Maybe hours. Darkness would come soon. She couldn't wait. She shifted from a wolf to a human. Then, in her chilled and naked form, she crouched in front of the wolf's head and lifted it, talking to Leidolf, trying to get him to wake. He didn't move. She laid his head back down and then ran her hand over his body, sifting through his fur, searching for any kind of wound, unable to see where he'd been hit. Which meant he'd probably been shot on the other side.

Only one way to do this.

"Sorry," she apologized beforehand, not wanting to hurt him but needing to see the damage. She took hold of his legs and used them as a lever to turn him over. He didn't groan or growl or anything, which concerned her even more.

She gingerly swept her fingers through his fur looking for an injury. No blood on his fur and no wound anywhere, but a dart was lying on the ground where he had been resting. She picked up the dart. Tranquilizer? She didn't know what the drug smelled like, so that didn't help. Crouching at his back, she rested her head on his side and listened. His heart beat slowly, tired, drugged.

She let out her breath in relief. He wasn't wounded. If hunters found him, he could still be in real trouble.

"You need to get up," she whispered in his ear, one hand stroking his neck, the other the crown of his head. "Leidolf, you've got to get up before the hunters come for you."

Still, he didn't respond. Figuring more roughness was required to wake him, she growled and shoved at his back. "Get up! Now!" Which didn't work, either.

Hell.

Okay, fine. She stepped around him and knelt down in front of his snout, intending to offer him what she assumed he really wanted and hope that he would stir enough to get on his way, while she took off in another direction as a decoy for the hunters. Kneeling before him, she stroked the top of his head between his ears and whispered in one of them, "You chased me, and now that I'm all yours, you're too tired to come out and play?"

His eyes opened, but he didn't seem focused on anything. She rubbed her cheek against his and scratched some more between his ears. "Hmm, the big, bad wolf isn't so big and bad anymore."

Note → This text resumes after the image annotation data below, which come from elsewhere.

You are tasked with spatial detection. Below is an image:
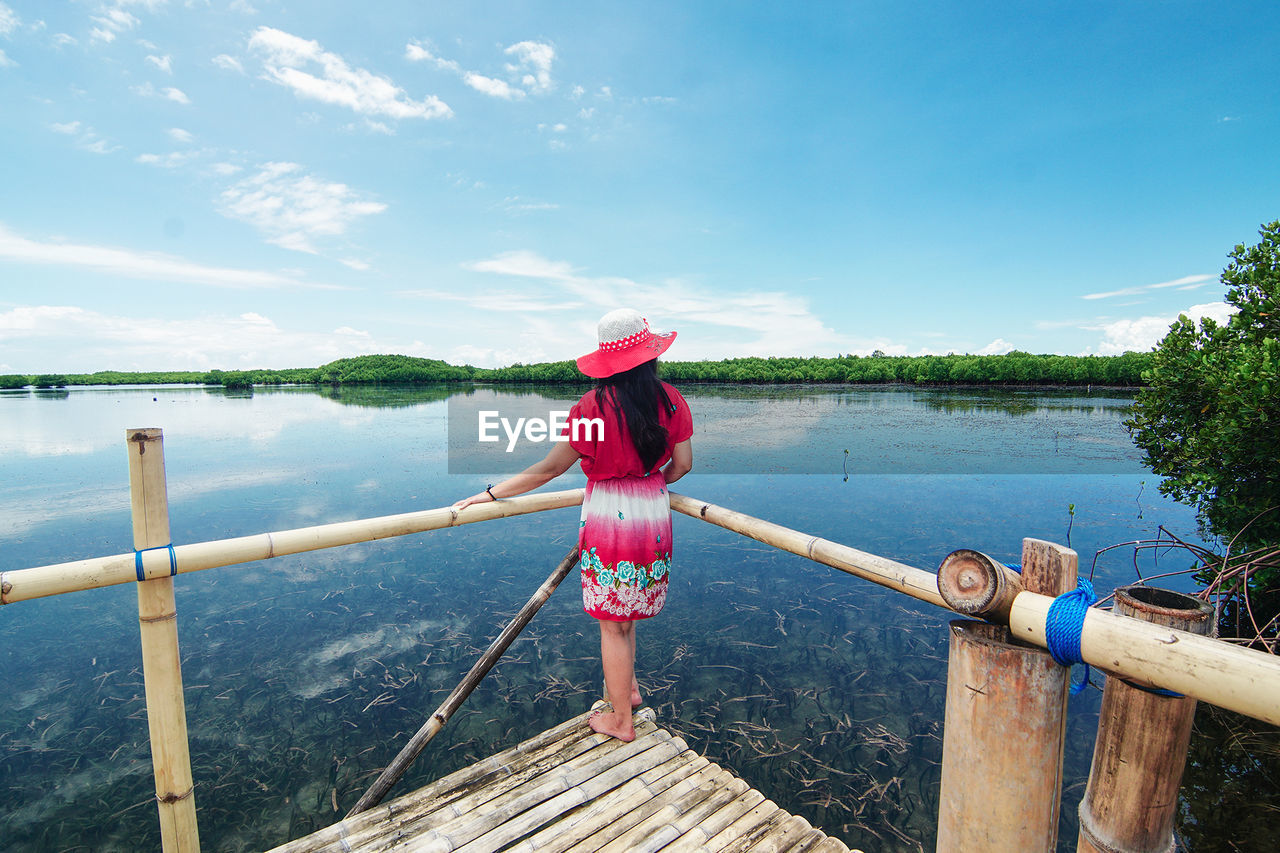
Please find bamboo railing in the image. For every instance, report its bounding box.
[0,430,1280,853]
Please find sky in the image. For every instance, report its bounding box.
[0,0,1280,373]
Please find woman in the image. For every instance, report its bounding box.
[454,309,694,740]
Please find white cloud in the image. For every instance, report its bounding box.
[506,41,556,92]
[248,27,453,119]
[1087,302,1234,355]
[81,140,120,154]
[462,72,525,101]
[133,81,191,104]
[0,223,334,289]
[49,122,120,154]
[134,151,200,169]
[404,41,556,101]
[404,41,462,74]
[90,4,141,44]
[974,338,1014,355]
[454,251,855,361]
[502,196,559,214]
[0,3,22,38]
[0,305,399,371]
[1080,273,1217,300]
[214,54,244,74]
[219,163,387,254]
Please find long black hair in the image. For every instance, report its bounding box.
[595,359,671,471]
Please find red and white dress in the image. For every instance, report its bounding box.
[568,383,694,621]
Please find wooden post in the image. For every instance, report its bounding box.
[938,548,1023,624]
[1076,587,1213,853]
[937,539,1076,853]
[128,429,200,853]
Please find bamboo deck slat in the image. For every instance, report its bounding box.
[271,710,856,853]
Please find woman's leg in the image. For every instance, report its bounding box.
[590,619,636,742]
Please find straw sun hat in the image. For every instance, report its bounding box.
[577,309,676,379]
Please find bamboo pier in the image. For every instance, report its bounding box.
[0,429,1280,853]
[271,703,858,853]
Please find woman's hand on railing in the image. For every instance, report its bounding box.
[451,492,495,510]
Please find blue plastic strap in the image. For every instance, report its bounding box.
[133,542,178,580]
[1044,578,1097,695]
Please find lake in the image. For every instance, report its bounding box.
[0,386,1275,850]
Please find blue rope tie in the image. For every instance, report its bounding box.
[133,542,178,580]
[1044,578,1097,695]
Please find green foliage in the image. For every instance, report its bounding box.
[1126,222,1280,550]
[475,352,1151,387]
[12,351,1151,388]
[310,355,475,384]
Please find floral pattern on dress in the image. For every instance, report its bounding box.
[582,548,671,619]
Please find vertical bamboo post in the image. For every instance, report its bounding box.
[128,429,200,853]
[1076,587,1213,853]
[937,539,1076,853]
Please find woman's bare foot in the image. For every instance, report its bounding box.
[586,711,636,743]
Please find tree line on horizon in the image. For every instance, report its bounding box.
[0,350,1153,389]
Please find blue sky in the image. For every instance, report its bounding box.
[0,0,1280,373]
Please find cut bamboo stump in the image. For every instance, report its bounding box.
[128,429,200,853]
[937,539,1076,853]
[271,703,858,853]
[938,548,1023,625]
[1076,587,1213,853]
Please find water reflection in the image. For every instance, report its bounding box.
[0,387,1248,850]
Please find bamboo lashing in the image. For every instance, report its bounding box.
[347,540,579,817]
[127,429,200,853]
[0,489,582,605]
[0,489,1280,725]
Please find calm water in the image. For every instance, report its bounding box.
[0,388,1261,850]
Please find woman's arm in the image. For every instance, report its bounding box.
[453,442,581,510]
[662,438,694,485]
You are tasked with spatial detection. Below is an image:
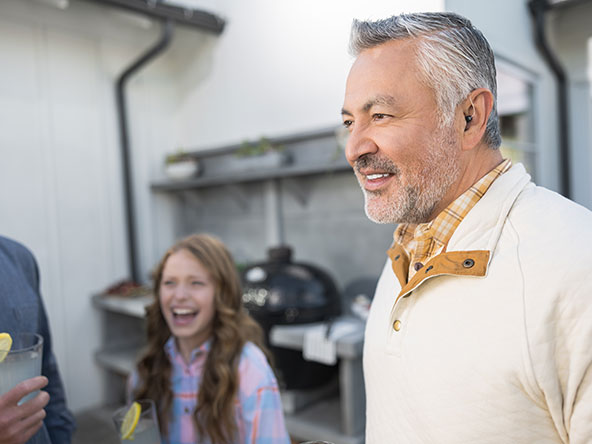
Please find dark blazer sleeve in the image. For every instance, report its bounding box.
[32,258,76,444]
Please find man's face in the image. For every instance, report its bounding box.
[342,40,460,223]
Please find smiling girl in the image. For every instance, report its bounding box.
[129,234,290,444]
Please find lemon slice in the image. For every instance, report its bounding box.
[0,333,12,362]
[120,401,142,439]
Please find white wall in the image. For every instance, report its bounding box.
[0,0,442,411]
[0,0,198,410]
[445,0,560,194]
[548,2,592,208]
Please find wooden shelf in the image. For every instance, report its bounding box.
[151,160,351,191]
[92,294,154,318]
[95,345,141,376]
[150,128,351,192]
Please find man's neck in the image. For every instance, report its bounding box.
[426,145,503,222]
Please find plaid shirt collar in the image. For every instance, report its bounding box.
[394,159,512,279]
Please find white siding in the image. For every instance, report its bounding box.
[0,0,443,411]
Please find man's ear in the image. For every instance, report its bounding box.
[461,88,493,151]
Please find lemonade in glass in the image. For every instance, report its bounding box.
[0,333,43,404]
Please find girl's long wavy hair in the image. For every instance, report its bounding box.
[134,234,270,444]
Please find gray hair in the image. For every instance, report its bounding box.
[350,12,501,148]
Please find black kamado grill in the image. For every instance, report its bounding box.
[242,246,340,390]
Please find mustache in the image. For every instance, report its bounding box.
[354,154,400,176]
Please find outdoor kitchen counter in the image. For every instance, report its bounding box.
[270,317,366,444]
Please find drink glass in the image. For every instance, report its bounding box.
[0,333,43,405]
[113,399,160,444]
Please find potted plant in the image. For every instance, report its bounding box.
[233,137,291,170]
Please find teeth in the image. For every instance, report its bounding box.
[366,174,388,180]
[173,308,195,316]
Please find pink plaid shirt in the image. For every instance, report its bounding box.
[129,337,290,444]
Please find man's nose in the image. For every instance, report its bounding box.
[345,129,378,166]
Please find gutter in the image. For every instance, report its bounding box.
[93,0,225,283]
[528,0,571,199]
[115,20,173,282]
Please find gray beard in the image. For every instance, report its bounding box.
[355,130,460,224]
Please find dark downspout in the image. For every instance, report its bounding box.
[528,0,571,199]
[116,20,173,282]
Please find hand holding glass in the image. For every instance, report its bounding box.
[0,333,43,404]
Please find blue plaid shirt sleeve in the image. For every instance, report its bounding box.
[239,343,290,444]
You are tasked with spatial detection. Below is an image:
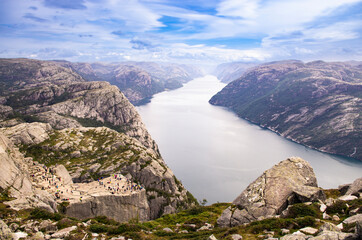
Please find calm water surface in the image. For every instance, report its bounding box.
[137,76,362,203]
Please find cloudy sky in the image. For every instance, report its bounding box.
[0,0,362,63]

She swore he smiled in a big, bad wolf way.

* * *

Naked, the redheaded woman of his lakeside fantasies, the same little wolf biologist who had stirred his interest earlier, stroked Leidolf's back and rubbed her cheek against his, a throwback to their wolf ways, not only a form of endearment but something deeper. Her brows furrowed, her expression remained concerned. When she was in her wolf form and had nuzzled his muzzle with her own, the wolf scent glands in her skin had rubbed against his, indicating she had claimed him as part of her pack. Whether she had done so consciously, or as a way to get him on his feet and hadn't meant anything by it, he wasn't sure.

He took another deep breath of her scent, memorizing it, and managed a feeble wolf smile. Her swim in the river had washed off the hunter's spray, and now he could smell her delectable scent just fine.

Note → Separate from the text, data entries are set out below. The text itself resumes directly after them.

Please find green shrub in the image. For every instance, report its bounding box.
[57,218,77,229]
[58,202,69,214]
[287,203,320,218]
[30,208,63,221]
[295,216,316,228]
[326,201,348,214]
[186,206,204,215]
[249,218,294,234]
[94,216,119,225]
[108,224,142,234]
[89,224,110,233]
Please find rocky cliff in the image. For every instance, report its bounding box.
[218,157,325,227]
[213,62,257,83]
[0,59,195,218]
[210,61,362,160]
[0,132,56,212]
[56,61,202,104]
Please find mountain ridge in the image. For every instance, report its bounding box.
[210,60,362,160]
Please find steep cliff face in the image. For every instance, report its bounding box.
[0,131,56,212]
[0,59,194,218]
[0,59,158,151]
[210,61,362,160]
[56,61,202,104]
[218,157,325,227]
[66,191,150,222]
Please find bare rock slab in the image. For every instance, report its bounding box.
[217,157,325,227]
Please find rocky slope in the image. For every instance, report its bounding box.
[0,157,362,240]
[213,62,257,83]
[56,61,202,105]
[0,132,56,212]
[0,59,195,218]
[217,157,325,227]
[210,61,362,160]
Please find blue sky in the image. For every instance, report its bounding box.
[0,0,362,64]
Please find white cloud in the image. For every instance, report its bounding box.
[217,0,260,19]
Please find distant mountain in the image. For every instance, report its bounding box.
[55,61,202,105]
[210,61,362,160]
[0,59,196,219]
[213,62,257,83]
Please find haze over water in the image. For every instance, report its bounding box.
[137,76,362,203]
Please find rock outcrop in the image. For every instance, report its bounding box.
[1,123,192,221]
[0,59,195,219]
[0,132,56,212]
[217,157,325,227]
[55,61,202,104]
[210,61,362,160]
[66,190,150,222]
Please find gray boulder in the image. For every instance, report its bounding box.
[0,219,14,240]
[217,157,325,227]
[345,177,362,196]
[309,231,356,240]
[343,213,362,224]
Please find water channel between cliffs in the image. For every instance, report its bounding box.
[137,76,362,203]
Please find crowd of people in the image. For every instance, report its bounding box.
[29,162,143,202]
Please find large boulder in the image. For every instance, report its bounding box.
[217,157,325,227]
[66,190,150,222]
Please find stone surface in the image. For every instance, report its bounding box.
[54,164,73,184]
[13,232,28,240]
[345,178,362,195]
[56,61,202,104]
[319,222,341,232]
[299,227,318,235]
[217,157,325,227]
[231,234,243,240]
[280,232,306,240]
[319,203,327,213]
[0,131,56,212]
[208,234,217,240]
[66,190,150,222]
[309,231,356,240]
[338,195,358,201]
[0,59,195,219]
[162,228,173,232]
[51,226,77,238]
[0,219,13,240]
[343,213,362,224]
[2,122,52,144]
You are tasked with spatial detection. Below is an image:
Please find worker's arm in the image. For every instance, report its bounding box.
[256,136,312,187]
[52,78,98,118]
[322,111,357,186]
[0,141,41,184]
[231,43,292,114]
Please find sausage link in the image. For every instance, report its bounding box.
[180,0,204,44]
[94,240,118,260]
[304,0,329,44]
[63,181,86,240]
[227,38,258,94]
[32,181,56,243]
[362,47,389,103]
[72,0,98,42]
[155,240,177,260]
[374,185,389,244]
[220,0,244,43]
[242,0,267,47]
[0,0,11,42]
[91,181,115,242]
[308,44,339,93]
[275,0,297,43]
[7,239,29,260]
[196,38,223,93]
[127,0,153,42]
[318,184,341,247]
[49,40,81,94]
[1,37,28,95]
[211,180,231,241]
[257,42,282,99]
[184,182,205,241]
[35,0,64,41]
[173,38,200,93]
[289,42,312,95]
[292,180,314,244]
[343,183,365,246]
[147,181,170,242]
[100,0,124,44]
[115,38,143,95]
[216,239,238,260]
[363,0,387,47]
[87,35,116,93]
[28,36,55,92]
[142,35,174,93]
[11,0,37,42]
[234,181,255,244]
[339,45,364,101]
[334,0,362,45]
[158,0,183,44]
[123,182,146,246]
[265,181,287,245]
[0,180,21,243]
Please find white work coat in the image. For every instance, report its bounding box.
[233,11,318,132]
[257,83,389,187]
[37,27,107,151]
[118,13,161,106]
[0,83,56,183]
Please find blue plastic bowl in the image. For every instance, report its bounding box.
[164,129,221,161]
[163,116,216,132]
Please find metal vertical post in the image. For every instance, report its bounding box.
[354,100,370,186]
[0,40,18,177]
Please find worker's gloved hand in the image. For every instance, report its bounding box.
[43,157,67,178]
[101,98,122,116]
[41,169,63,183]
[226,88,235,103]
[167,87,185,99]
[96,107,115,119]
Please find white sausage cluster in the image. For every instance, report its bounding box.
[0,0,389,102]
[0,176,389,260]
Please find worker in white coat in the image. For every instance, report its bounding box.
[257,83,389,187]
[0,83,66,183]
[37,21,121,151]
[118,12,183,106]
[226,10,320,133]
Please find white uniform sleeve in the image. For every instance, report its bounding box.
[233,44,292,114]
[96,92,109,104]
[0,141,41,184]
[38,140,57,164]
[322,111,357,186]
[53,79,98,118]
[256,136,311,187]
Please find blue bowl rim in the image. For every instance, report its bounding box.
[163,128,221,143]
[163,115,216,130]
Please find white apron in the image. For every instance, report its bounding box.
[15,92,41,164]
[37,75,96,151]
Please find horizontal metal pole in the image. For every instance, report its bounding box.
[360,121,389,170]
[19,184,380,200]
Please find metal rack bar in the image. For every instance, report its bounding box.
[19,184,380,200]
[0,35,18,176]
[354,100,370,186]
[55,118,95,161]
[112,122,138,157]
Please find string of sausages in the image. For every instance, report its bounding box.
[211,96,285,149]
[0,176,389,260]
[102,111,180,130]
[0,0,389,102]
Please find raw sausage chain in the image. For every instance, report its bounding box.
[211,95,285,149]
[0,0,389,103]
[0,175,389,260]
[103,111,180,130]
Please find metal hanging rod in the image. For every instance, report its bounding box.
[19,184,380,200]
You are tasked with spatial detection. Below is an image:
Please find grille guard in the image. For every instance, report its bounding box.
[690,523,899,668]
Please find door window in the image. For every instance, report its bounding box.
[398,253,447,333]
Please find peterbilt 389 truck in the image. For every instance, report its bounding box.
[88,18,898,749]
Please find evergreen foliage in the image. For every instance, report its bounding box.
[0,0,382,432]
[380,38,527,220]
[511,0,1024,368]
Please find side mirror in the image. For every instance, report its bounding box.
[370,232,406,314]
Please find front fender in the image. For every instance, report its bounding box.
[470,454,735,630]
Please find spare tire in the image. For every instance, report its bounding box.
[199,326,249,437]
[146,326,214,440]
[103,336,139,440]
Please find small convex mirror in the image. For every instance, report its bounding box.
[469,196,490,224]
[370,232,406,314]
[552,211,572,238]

Hell, if he hadn't been so dead to the world, he would have responded to her touching him and claimed her right back, tenfold. Her fingers swept over his fur, examining every inch of him, sensually like a lover would in the wolf's courtship phase. Or like a pack member would groom an injured wolf, comforting him both physically and mentally. He would have been in heaven, if he hadn't been so out of it. Damn it.

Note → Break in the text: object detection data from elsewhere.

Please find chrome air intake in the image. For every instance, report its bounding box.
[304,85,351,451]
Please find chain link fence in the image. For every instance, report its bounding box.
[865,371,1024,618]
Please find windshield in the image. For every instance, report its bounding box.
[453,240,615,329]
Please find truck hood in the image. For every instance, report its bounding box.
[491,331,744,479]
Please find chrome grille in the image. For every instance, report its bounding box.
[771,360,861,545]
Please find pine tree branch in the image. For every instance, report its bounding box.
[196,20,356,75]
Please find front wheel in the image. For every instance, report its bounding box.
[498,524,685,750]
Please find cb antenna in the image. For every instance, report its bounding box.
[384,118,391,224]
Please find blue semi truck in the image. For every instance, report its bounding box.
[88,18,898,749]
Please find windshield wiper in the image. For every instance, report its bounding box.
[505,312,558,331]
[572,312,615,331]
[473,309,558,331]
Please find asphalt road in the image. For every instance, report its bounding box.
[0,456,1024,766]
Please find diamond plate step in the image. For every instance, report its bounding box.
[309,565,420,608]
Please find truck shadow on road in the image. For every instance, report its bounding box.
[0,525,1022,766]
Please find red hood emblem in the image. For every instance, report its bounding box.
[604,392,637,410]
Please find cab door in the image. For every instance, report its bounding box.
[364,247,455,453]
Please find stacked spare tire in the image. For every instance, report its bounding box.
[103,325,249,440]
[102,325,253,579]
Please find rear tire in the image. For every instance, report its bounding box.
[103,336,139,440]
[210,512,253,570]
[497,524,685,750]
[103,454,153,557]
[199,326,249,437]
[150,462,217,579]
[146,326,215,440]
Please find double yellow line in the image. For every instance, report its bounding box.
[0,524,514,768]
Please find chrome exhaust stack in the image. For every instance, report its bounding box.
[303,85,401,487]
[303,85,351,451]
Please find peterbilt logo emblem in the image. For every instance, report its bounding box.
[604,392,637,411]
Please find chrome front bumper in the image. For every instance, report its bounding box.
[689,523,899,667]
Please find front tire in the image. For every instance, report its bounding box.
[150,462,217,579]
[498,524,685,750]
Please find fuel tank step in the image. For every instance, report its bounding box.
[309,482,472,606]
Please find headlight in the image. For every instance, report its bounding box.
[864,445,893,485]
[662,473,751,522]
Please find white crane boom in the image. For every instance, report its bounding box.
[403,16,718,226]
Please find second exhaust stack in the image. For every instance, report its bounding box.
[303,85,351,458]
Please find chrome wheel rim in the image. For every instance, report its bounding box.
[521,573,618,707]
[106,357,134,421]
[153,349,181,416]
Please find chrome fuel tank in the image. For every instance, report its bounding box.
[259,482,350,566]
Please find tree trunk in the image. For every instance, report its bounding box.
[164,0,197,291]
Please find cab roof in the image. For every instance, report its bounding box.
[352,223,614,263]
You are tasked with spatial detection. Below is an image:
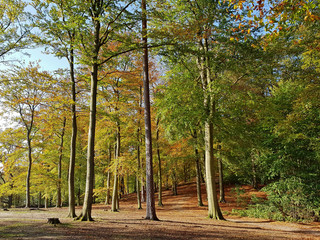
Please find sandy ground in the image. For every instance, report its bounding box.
[0,184,320,240]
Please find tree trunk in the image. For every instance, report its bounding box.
[194,147,203,207]
[156,118,163,206]
[56,117,67,208]
[38,192,42,209]
[68,45,78,218]
[104,145,112,205]
[218,157,226,203]
[205,122,224,220]
[198,36,224,220]
[111,123,121,212]
[44,195,49,209]
[79,62,100,221]
[26,129,32,208]
[251,154,258,189]
[136,134,142,209]
[141,0,158,220]
[172,170,178,196]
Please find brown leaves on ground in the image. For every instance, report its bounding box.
[0,183,320,240]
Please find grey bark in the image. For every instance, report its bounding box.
[218,157,226,203]
[141,0,158,220]
[68,45,78,218]
[198,35,224,220]
[56,117,67,208]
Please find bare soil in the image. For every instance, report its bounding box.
[0,183,320,240]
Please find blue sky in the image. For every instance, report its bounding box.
[0,48,69,71]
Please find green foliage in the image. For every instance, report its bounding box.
[238,177,320,221]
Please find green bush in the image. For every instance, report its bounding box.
[237,177,319,221]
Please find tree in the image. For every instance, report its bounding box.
[33,0,79,218]
[70,0,134,221]
[0,0,31,62]
[1,65,51,208]
[141,0,158,220]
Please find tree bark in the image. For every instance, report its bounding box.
[26,129,32,208]
[79,62,100,221]
[156,118,163,206]
[218,157,226,203]
[198,35,224,220]
[56,117,67,208]
[141,0,158,220]
[111,123,121,212]
[68,49,78,218]
[136,133,142,209]
[194,147,203,207]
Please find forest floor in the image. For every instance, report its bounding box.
[0,183,320,240]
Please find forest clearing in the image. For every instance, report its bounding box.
[0,0,320,239]
[0,183,320,240]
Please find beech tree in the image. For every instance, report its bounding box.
[0,0,31,59]
[1,65,51,208]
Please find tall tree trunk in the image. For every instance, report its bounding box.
[104,171,111,205]
[56,117,67,208]
[141,0,158,220]
[38,192,42,209]
[44,194,49,208]
[105,144,112,205]
[198,36,224,220]
[111,122,121,212]
[68,45,78,218]
[194,147,203,207]
[26,129,32,208]
[251,152,258,189]
[218,157,226,203]
[156,118,163,206]
[79,62,100,221]
[136,133,142,209]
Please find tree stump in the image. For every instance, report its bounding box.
[47,218,61,225]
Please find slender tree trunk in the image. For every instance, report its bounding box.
[79,62,100,221]
[141,0,158,220]
[156,118,163,206]
[198,36,224,220]
[194,147,203,207]
[38,192,42,209]
[56,117,67,208]
[68,45,78,218]
[218,157,226,203]
[111,123,121,212]
[44,196,49,209]
[104,145,112,205]
[136,135,142,209]
[26,129,32,208]
[172,170,178,196]
[251,154,258,189]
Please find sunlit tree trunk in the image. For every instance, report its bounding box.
[156,118,163,206]
[141,0,158,220]
[111,123,121,212]
[136,126,142,209]
[218,157,226,203]
[198,35,224,220]
[56,117,67,208]
[68,49,78,218]
[79,62,100,221]
[194,147,203,207]
[26,125,32,208]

Her breath tickled his ear as she whispered into it and stirred his need to have her as she pressed her heavy breasts against his shoulder. Then she moved her fingers to his head between his ears and began to scratch. Her touch wouldn't scratch the itch she'd started. The scent of her stirred-up feminine pheromones was an enticing concoction as she leaned in close to him.

He should have had a raging hard-on. Why was he too tired to respond to her loving ministrations? He couldn't fathom why his body didn't react to her shoving at him or her whispered words in his ear. Or even earlier, when she was a wolf, licking his face, kissing him wolf style. He sure as hell wanted to show her just what her attentions meant to him and give her back so much more in return.